Psychological factors. Although scientific data are scarce, psychological stress may be important in the development of some cases of dyspepsia.

Diet. Certain fatty foods and fatty acids are often blamed for dyspepsia. This connection makes sense because fat ingestion not only delays gastric emptying but also increases distention of the stomach. However, in one study, when people with a professed sensitivity to fats ate high-fat foods that were disguised, they didn't experience dyspepsia. Substances like alcohol and coffee may also aggravate symptoms.

Drugs. Certain medications can cause dyspepsia, ulcers, and gastritis. It's important to check with your doctor to see if anything you are taking could be contributing to functional dyspepsia.

Managing FD
No truly effective medication exists to treat FD. Still, for some, the knowledge that the condition isn't something more serious may cause the symptoms to disappear or at least become less troublesome. For others, however, the symptoms continue. There's no scientific basis for choosing a specific medication in a person with FD because the stomach and duodenal lining are intact and no pathological problem has been identified.
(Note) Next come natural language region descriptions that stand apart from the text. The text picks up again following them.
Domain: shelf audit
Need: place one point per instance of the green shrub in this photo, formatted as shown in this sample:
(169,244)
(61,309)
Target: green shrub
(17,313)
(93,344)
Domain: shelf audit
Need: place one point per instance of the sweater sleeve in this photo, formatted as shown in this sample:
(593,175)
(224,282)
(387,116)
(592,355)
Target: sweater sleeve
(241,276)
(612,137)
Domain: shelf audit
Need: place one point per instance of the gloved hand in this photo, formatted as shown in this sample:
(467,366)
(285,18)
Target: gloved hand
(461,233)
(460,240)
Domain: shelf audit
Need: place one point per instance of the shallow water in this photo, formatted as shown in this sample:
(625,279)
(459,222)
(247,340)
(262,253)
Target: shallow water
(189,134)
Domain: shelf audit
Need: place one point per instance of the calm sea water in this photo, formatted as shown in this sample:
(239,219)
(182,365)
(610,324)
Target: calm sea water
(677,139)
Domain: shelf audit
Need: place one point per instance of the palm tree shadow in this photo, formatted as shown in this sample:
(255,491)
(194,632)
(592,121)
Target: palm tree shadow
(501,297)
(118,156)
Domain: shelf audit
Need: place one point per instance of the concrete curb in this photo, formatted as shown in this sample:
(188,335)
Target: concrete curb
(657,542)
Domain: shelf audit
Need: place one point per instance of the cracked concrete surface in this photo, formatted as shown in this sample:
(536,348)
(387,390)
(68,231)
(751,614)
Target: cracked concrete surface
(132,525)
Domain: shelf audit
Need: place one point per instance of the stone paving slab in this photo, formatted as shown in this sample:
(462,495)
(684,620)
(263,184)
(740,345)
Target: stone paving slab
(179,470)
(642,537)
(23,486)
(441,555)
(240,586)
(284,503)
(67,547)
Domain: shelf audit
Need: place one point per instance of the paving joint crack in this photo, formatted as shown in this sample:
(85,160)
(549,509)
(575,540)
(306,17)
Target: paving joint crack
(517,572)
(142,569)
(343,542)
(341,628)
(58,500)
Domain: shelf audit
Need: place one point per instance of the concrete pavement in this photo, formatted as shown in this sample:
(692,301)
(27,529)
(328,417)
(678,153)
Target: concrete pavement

Normally, there's no excess gastric acid production, or demonstrated motility problem, so medications to correct those conditions make no sense.

Lifestyle modifications for FD
The following lifestyle modifications may prove helpful.

Eating strategies
  • Avoid foods that trigger symptoms (see “Foods that may aggravate functional dyspepsia”).
  • Eat small portions, and avoid overeating.
  • Eat smaller, more frequent meals.
  • Chew your food slowly and completely.
  • Don't drink during meals.
  • Avoid activities that result in swallowing excess air, such as smoking, eating quickly, chewing gum, sipping through straws, and drinking carbonated beverages.
  • Don't lie down within two hours of eating.
  • Keep your weight under control.
  •  
Foods that may aggravate functional dyspepsia
  • Alcohol
  • Beans
  • Caffeinated tea
  • Coffee
  • Colas
  • Dairy products
  • Fried foods
  • Orange juice
  • Peanuts
  • Peppers
  • Radishes
  • Spicy sauces
  • Tobacco
  • Tomato juice

Stress reduction
Use stress reduction techniques, including relaxation therapies, biofeedback, cognitive-behavioral therapy, exercise, or listening to soothing music.

Reduce fatigue
  • Get enough rest.
  • Adopt a bedtime routine. Go to bed, and get up at the same time each day.
  • Avoid caffeine after noon.
  • Don't get too much sleep.

  • Exercise
  • Perform aerobic exercise three to five times a week for 20–40 minutes per session. Seek your doctor's permission before starting any new workout routine.
  • Don't exercise immediately after eating.